On the drive to the museum, Zora's toddler lobs his sippy cup at her head. Following the surprise of the dull thud, juice trickles down her neck and into her wool coat. "God dammit," Zora curses while veering wildly into traffic. Righting the old car, a quick look in the rear-view mirror shows a red-faced Toddler Boy straining against his throne-like car seat. At first she thinks he is choking on one of his expensive organic molasses cookies, but then she hears the laugh, eerily similar to True Love's. Zora feels relief and a flood of goodwill, even toward the driver who just flipped her off. To Zora thus far, motherhood has nearly Shakespearean highs and lows; tragedy follows comedy, with disaster looming beyond the next curtain. In the park, Zora leans down to unbuckle Toddler Boy from his stroller. She breathes in his scent, which is a warm custard with a hint of something faintly gamey.
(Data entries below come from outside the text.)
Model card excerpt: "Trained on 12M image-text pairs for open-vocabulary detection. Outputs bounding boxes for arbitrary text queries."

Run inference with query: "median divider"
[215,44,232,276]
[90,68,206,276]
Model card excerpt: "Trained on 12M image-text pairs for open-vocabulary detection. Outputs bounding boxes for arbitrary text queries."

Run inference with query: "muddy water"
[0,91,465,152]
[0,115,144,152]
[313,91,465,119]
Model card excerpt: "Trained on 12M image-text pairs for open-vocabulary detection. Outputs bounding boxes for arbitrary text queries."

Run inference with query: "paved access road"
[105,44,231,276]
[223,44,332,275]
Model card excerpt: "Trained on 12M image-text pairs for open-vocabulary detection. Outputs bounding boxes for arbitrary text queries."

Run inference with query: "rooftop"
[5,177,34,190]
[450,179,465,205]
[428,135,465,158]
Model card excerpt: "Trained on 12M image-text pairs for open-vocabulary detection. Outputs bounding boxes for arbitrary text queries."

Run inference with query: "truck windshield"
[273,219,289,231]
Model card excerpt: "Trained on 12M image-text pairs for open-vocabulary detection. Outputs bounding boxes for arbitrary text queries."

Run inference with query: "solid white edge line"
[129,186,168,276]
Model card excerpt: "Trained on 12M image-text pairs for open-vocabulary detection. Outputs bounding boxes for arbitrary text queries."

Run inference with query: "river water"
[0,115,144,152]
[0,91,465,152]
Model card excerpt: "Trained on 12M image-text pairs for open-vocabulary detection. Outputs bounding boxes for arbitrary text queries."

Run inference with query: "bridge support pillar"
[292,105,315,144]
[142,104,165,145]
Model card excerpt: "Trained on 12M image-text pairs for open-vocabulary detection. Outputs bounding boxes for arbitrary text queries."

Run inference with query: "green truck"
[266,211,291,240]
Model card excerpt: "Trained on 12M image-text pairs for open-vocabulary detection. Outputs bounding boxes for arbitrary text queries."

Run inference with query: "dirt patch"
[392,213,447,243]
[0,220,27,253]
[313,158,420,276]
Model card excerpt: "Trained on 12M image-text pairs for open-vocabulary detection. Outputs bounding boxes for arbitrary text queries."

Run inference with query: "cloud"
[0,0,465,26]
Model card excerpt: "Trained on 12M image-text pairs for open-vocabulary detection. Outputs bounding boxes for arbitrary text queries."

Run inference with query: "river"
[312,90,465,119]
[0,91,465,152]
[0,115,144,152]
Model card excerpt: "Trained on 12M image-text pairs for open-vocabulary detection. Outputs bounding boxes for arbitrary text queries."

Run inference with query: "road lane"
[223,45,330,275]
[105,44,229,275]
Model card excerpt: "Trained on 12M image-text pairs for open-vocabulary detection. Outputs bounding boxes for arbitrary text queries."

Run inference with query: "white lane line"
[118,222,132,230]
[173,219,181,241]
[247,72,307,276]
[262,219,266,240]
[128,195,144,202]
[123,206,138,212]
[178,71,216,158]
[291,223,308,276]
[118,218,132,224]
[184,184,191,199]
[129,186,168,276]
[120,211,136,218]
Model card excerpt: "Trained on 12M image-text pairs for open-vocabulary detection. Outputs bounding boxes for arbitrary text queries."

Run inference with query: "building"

Hurrying toward the museum, Toddler Boy is oblivious to more cars, unleashed dogs, and Zora, his Sherpa loaded down with food, blankets, and too many emotions to shoulder.

 

Berkeley, 2013

Zora takes off her clothes and stares at herself in the mirror. Her breasts are large and round. These are her best feature; forget the eyes. "One for the team," she mumbles. Her gaze drops to the C-sections that have left lines across her abdomen, scrunched her belly into a miniature beanbag chair. "Down 10 points," she says. Lately, Zora realizes she's taken her eye off the ball; corporate jargon now comes just as easily to her as the foreign language did when she was young. Zora fusses over her old house, talks too much about her children, wins a workplace award called The Bronze Compass. If this were one of Mrs. Assadi's pie charts, Zora would have about seven percent of her own self left. That self is battle-scarred by middle-aged, middle-class American womanhood. Zora stares down at her feet, seemingly unchanged after 50 years. "Get a move on," she says.